HC Deb 19 June 1930 vol 240 cc590-2W
Colonel ASHLEY

asked the Minister of Transport whether, in view of the comparatively light traffic on that section of the Bath Road which lies in Wiltshire and the need for economy in public expenditure, both national and local, he will confer with the Wiltshire County Council with a view to cancelling the expenditure of £360,000 on the reconstruction of that road?


asked the Minister of Transport whether his attention has been drawn to the widespread local opposition to the proposed widening of the Bath Road through the county of Wiltshire as being unnecessary for present or prospective traffic; and whether he will invite the county council to submit a modified scheme for by-passes, corner cutting, and other minor improvements where necessary?

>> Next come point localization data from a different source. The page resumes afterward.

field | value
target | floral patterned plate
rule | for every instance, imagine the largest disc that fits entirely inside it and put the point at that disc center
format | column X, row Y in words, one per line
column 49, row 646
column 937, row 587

I Lave recently made a personal inspection of the Bath Road (Route A. 4) in Wiltshire, and will answer the right hon. and gallant Member's question in some detail. My answer will at the same time cover the following question on the same subject asked by the hon. Member for the Devizes Division (Mr. Hurd). This road forms part of the principal route from London to the west of England. The total length to be dealt with in Wiltshire is 30 miles. The width of the existing carriageway between verges is from 18 feet to 21 feet, and is only sufficient for two lines of traffic. The new road will have a carriageway of 30 feet throughout. The existing work will be utilised as far as possible; but new haunches are necessary and will be surfaced to meet the existing carriageway. A footpath will be provided along the whole length of the road, except through Savernake Forest, where the road will not even be kerbed. The average volume of traffic on the section of the road in Wiltshire is at present estimated to be 3,000 tons per day as against 900 tons per day in 1922. Traffic will increase still further, and it is considered that the present strength and width of the road would be found inadequate within five years, and that considerable works of widening and strengthening (at a cost possibly in excess of that now proposed) would be then inevitable. As regards the appearance of the road, it is the intention of the county council to preserve its amenities to the fullest possible extent. There has been a great deal of misconception on this point. For instance, over a stretch of seven miles, including the forest, only 21 trees need be felled and a larger number of new trees will be planted. The slopes of all cuttings and embankments will be covered with turf. Existing hedges will be interfered with in very few places; but where this is unavoidable, a new quick hedge will be planted. I was impressed by the care Which is being taken by the county council to avoid impairing the beauty of this famous road, and I have no doubt that their efforts will be successful. I am satisfied that the widening and strengthening of the road constitutes a prudent and economic piece of expenditure.